Reducing the Global Burden of Cardiovascular Disease: The Role of Risk Factors

James W. Levenson, MD, MPH, Patrick J. Skerrett, MS, J. Michael Gaziano, MD, MPH

Disclosures

Prev Cardiol. 2002;5(4) 

In This Article

Regional Trends in CVD Risk Factors

In large part, the global variation in CVD rates is related to temporal and regional variations in known risk behaviors and factors. Recent ecologic analyses of major CVD risk factors and mortality demonstrate high correlations between expected and observed mortality rates for three main risk factors -- smoking, serum cholesterol, and hypertension.[8] These analyses suggest that much of the regional variation is based on differences in conventional risk factors. Thus, identification and management of largely avoidable risk factors can substantially reduce age-adjusted death rates.

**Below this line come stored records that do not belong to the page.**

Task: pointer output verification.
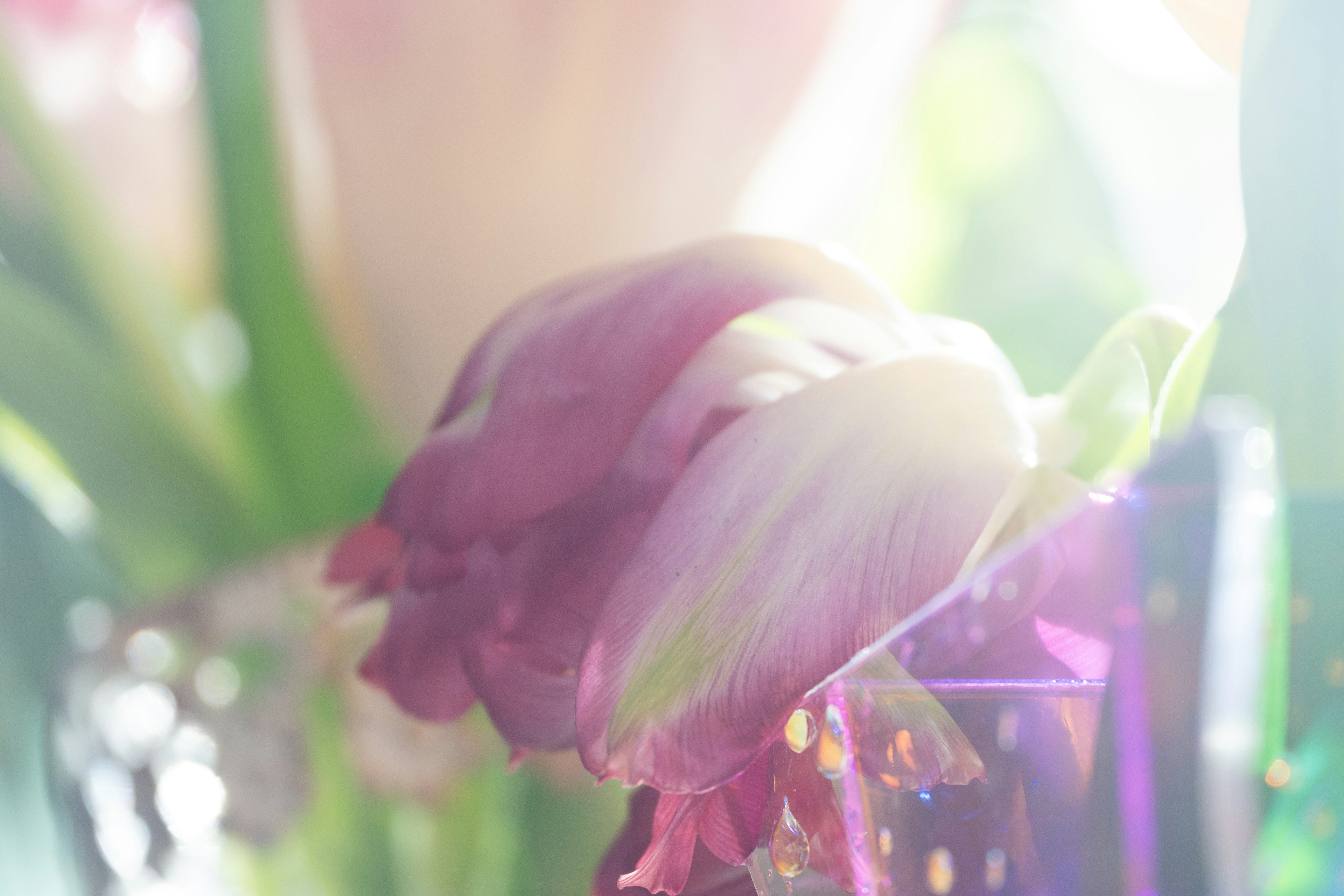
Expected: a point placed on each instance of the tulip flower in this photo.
(664, 500)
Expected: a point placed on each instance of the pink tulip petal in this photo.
(422, 673)
(419, 660)
(726, 820)
(730, 821)
(799, 535)
(709, 875)
(577, 383)
(531, 708)
(666, 864)
(566, 561)
(975, 342)
(366, 555)
(428, 567)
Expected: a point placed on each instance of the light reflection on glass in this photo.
(134, 722)
(996, 870)
(124, 843)
(89, 624)
(150, 653)
(191, 800)
(218, 681)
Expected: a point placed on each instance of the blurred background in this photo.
(246, 242)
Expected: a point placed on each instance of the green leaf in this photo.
(1184, 385)
(1292, 149)
(163, 514)
(1102, 418)
(330, 458)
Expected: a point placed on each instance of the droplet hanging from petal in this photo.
(800, 731)
(790, 848)
(831, 750)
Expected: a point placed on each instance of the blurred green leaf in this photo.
(54, 233)
(163, 514)
(328, 456)
(1184, 385)
(1294, 184)
(1003, 221)
(41, 575)
(1102, 418)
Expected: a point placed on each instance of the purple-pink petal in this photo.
(573, 373)
(798, 537)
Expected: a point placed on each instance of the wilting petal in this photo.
(566, 561)
(726, 820)
(707, 876)
(530, 707)
(972, 340)
(799, 535)
(1035, 496)
(576, 386)
(366, 555)
(419, 659)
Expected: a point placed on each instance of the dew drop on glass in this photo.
(996, 870)
(800, 731)
(831, 760)
(940, 872)
(788, 844)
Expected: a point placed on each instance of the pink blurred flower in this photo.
(482, 149)
(668, 499)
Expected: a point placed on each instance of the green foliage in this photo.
(326, 457)
(41, 575)
(1004, 222)
(1294, 187)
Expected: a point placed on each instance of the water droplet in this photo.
(940, 874)
(790, 844)
(996, 870)
(831, 757)
(800, 731)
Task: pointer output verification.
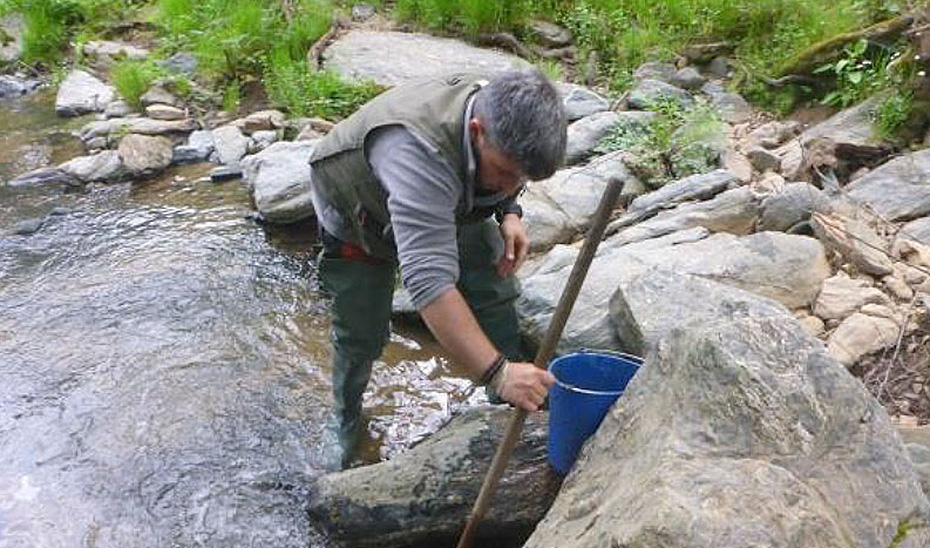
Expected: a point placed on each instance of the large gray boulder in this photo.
(580, 101)
(739, 431)
(735, 211)
(143, 155)
(851, 130)
(81, 93)
(559, 208)
(786, 268)
(360, 55)
(899, 190)
(695, 187)
(104, 166)
(144, 126)
(279, 178)
(422, 497)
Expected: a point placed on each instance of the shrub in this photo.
(132, 79)
(292, 85)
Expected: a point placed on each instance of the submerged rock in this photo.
(423, 497)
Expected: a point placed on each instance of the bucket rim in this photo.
(572, 388)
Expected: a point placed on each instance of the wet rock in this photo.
(791, 205)
(199, 147)
(226, 173)
(143, 155)
(109, 50)
(183, 63)
(359, 55)
(899, 190)
(841, 296)
(855, 240)
(104, 166)
(688, 78)
(81, 93)
(663, 72)
(279, 178)
(695, 187)
(117, 109)
(782, 435)
(362, 12)
(29, 226)
(261, 121)
(735, 211)
(11, 86)
(580, 101)
(144, 126)
(853, 133)
(159, 95)
(45, 176)
(421, 497)
(550, 34)
(230, 144)
(650, 92)
(164, 112)
(788, 269)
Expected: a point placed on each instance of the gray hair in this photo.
(523, 117)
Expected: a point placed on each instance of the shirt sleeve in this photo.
(423, 193)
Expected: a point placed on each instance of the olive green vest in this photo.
(433, 109)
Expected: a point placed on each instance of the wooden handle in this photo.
(544, 354)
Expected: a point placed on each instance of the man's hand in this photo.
(516, 245)
(524, 385)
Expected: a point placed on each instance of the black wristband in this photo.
(489, 373)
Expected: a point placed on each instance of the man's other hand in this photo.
(516, 245)
(525, 385)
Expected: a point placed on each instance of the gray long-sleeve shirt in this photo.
(424, 194)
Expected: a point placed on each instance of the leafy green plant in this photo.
(858, 74)
(232, 96)
(892, 113)
(132, 79)
(47, 25)
(677, 142)
(292, 85)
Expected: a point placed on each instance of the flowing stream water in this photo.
(164, 372)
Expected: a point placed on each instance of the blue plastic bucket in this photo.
(587, 384)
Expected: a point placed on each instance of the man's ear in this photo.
(476, 130)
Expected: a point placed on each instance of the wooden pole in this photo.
(544, 354)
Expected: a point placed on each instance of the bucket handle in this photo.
(616, 353)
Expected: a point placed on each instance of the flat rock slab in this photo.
(423, 496)
(361, 55)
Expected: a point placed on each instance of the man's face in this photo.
(496, 172)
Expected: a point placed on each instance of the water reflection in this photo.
(164, 370)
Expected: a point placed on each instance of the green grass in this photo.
(291, 85)
(133, 78)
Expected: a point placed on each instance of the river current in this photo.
(164, 372)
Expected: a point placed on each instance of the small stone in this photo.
(225, 173)
(764, 160)
(29, 226)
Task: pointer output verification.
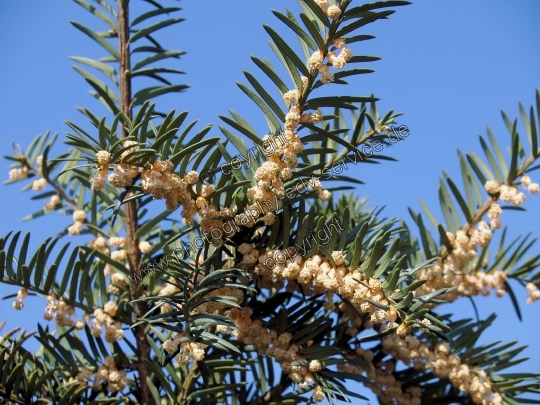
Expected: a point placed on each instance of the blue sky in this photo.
(450, 67)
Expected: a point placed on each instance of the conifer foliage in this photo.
(257, 283)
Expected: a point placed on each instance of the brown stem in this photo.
(485, 207)
(130, 210)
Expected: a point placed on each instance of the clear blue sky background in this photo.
(449, 66)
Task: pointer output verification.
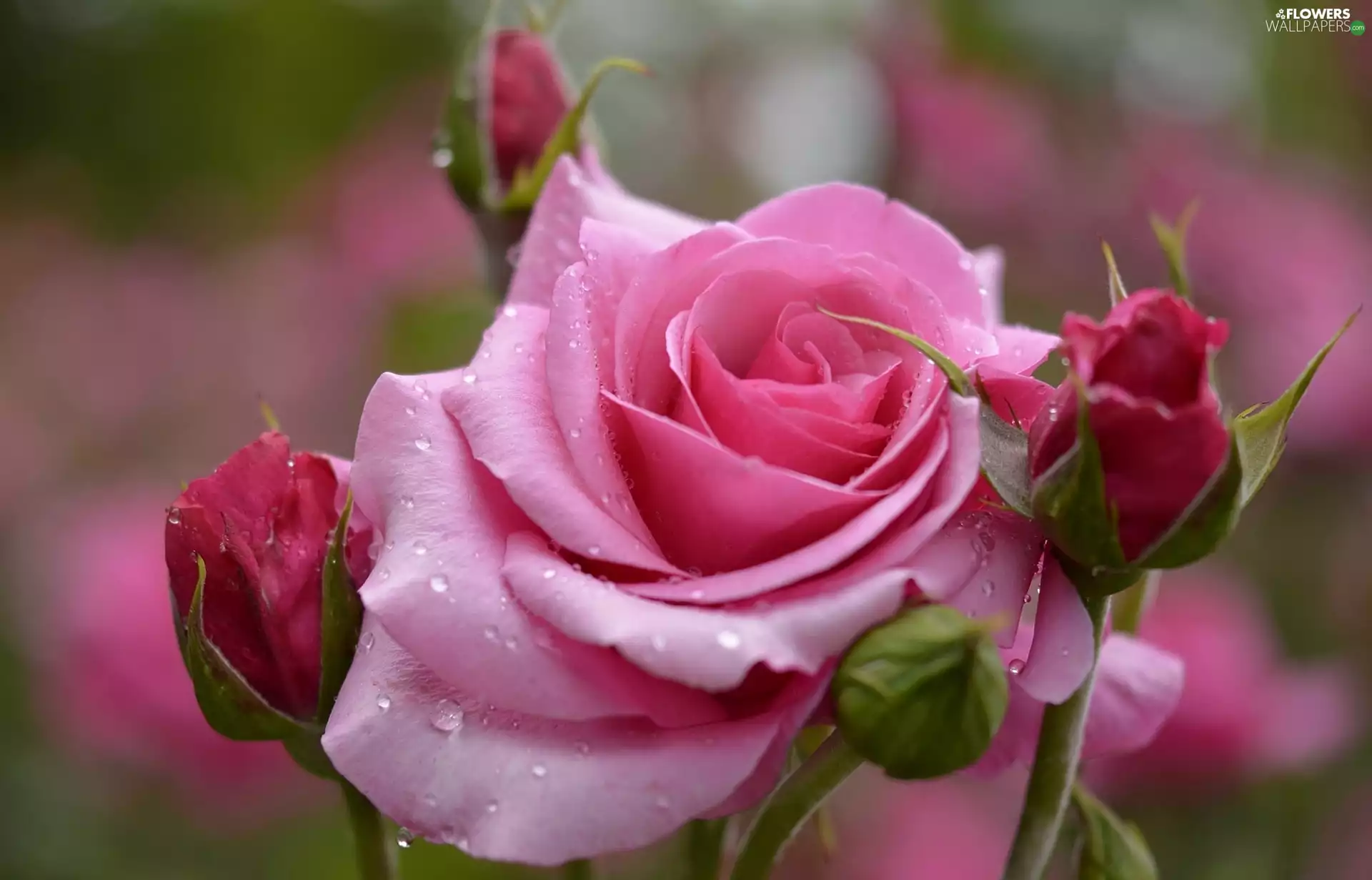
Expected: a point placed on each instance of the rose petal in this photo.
(505, 410)
(1063, 641)
(517, 787)
(571, 195)
(708, 648)
(857, 220)
(438, 584)
(1138, 686)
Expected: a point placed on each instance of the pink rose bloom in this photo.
(1243, 710)
(111, 678)
(625, 547)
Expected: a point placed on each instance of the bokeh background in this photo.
(207, 202)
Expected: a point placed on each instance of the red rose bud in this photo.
(525, 99)
(1158, 453)
(252, 552)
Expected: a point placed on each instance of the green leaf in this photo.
(1112, 849)
(567, 138)
(1069, 500)
(1261, 430)
(957, 378)
(1005, 459)
(341, 617)
(1117, 290)
(1173, 241)
(227, 701)
(923, 695)
(1208, 520)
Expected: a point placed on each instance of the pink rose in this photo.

Smoking clearly represents an important avoidable cause of CVD and total mortality. In 1990, an estimated 6% of all deaths worldwide were attributable to tobacco. But as smoking rates rise in the developing economies, smoking will account for more than 12% of deaths by 2020,[9] killing more people than any single disease, including human immunodeficiency virus infection.[2]

Currently, more than 1 billion of the world's inhabitants smoke.[1] In the EstMEs and EmgMEs, smoking rates are beginning to decline, with the most substantial changes in the former (Figure 4). In the United States, for example, more than 40% of adults smoked in 1965, while only 23% smoked in 1997.[10] However, while cigarette smoking is declining overall, smoking is on the increase among young men and women in the United States.[11] In the EmgME countries, smoking rates are extremely high -- 59% of men and 26% of women smoked in 1995 -- but rates are stable or falling.[12]

Worldwide trends in per capita cigarette consumption, 1971-1991Reproduced with permission from World Health Organization. Making a Difference. 1999.[1]

In the DevE countries, tobacco represents an important cash crop and source of employment, two things that are often in short supply. On average, about 48% of adult men smoke, and smoking rates are increasing about 3.4% per year.[1] In some countries, included in the DevE group, smoking rates among men are staggeringly high, reaching 73% in Vietnam[13] and even higher in parts of Nepal.[14] Throughout the developing world, women have traditionally represented only a small proportion of the number of smokers. That is certain to change; as women's spending power increases, tobacco companies are targeting them as customers, even as women-specific health education and quitting programs are rare.[15]

In the EstME countries, cigarette smoking peaked late in the third phase of the transition. A unique feature of the DevE countries is the easy access to relatively low-cost cigarettes during early stages of the epidemiologic transition. In many DevE countries, which are in the first or second stage, smoking rates among men already exceed peak rates in the EstMEs and are expected to continue rising among both men and women. The impact of higher rates of smoking earlier in the epidemiologic transition means a more rapid increase in CVD rates as a country enters the third phase of the transition. In China, which is in the early stages of the epidemiologic transition, the 1996 National Prevalence Survey determined that 63% of men (but only 3.8% of women) were current smokers.[16] A massive retrospective study of 1 million deaths estimated that tobacco was responsible for 13% (600,000 deaths) of total mortality in China in 1990, and will account for 3 million deaths per year by 2025.[17]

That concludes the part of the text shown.